October is a strange, transitional time of year. On the one hand, the farmers market is brimming with a regal abundance and variety of produce. On the other hand, autumn is in the air, auguring the dead of winter. Leaves are turning and dropping, nights are getting colder. I have a Native American friend who says October is the time of loss and that it often intensifies as we near Halloween when, some people believe, the veil between the worlds is at its sheerest.
Culturally, we shun loss, we call it bad and grieve it. But loss and death are an intrinsic part of life’s cycle. The Eleusyinian Mysteries use the story of Persephone – who was abducted by Hades to be his queen and who, because she ate a few pomegranate seeds, must spend part of each year in the Underworld – and the symbolism of grain, which is planted (buried) only to be reborn again each spring – as reminders of life’s death-and-rebirth cycle.
We mourn our losses. But we can also embrace them as an opportunity to make room for change, to create space in our hearts and lives for new blessings and joys.

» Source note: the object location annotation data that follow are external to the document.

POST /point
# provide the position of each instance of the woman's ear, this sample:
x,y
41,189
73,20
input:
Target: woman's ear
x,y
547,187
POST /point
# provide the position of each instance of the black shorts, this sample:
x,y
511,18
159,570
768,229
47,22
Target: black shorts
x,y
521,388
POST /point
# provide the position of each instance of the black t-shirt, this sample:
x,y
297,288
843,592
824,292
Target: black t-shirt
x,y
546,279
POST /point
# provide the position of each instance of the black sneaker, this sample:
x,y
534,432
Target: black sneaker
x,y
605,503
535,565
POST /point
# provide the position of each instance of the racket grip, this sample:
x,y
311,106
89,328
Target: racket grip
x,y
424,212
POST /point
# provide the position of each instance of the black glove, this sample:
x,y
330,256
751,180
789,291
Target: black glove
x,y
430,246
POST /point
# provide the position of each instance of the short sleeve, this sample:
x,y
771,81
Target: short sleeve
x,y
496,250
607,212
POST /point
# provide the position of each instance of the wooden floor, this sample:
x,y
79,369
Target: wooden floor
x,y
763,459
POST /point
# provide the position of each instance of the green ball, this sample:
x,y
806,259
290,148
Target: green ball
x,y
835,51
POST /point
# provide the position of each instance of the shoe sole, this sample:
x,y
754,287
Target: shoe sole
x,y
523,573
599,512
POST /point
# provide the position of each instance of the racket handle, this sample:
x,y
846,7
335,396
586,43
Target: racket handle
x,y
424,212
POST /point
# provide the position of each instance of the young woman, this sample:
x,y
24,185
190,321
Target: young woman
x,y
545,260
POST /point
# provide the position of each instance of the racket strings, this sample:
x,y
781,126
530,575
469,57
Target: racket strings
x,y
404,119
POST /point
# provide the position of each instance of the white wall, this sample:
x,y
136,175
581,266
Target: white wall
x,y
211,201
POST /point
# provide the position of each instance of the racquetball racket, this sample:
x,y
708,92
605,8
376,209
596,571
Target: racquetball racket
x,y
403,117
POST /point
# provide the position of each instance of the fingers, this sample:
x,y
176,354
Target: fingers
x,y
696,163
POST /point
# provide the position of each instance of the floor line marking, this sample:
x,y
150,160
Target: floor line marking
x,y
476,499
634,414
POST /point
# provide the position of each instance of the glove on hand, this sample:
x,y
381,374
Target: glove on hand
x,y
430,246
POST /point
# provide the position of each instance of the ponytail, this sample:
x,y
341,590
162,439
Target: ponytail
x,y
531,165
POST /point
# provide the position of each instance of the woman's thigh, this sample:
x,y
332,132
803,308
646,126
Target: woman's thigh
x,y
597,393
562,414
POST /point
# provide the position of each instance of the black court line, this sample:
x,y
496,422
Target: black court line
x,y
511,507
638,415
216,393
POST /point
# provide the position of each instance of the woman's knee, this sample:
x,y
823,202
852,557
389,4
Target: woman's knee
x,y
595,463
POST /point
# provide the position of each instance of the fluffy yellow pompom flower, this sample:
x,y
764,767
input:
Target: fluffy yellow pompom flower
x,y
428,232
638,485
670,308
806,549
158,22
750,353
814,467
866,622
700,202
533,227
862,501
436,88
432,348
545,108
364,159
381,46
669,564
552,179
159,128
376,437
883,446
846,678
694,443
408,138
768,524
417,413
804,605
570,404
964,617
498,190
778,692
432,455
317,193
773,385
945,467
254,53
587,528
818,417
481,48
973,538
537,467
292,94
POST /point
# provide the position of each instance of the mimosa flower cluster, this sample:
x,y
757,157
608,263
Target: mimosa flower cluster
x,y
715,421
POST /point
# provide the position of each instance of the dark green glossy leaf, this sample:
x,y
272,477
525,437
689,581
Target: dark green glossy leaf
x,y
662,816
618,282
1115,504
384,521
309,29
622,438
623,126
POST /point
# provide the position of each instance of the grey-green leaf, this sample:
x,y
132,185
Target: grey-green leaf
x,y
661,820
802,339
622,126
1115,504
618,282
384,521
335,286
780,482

Nothing is permanent; the only constant is change. The more gracefully we learn to recognize that change is as natural as the waxing and waning of the harvest moon, the better off we’ll be. And the more we let go of, the more room we’ll have for something wonderful and new to appear.
Tip of the Month
What really matters to you? And what stands between you and what matters most? Let it go. Beliefs, commitments, objects – if it’s holding you back from what you hold most dear, out it goes. No ifs, ands, or buts – out.
Just remember, you don’t have to do it all at once. Sometimes renting a dumpster is in order. But “slow and steady” can be equally effective. If the job feels too big, do just a little piece each day. Every tiny change you make takes you toward the larger goal of an authentic, meaningful life.
Quotes of the Month
Nan-in, a Japanese master during the Meiji era (1868-1912), received a university professor who came to inquire about Zen.
Nan-in served tea. He poured his visitor’s cup full, and then kept on pouring.
The professor watched the overflow until he no longer could restrain himself. “It is overfull. No more will go in!”
“Like this cup,” Nan-in said, “you are full of your own opinions and speculations. How can I show you Zen unless you first empty your cup?”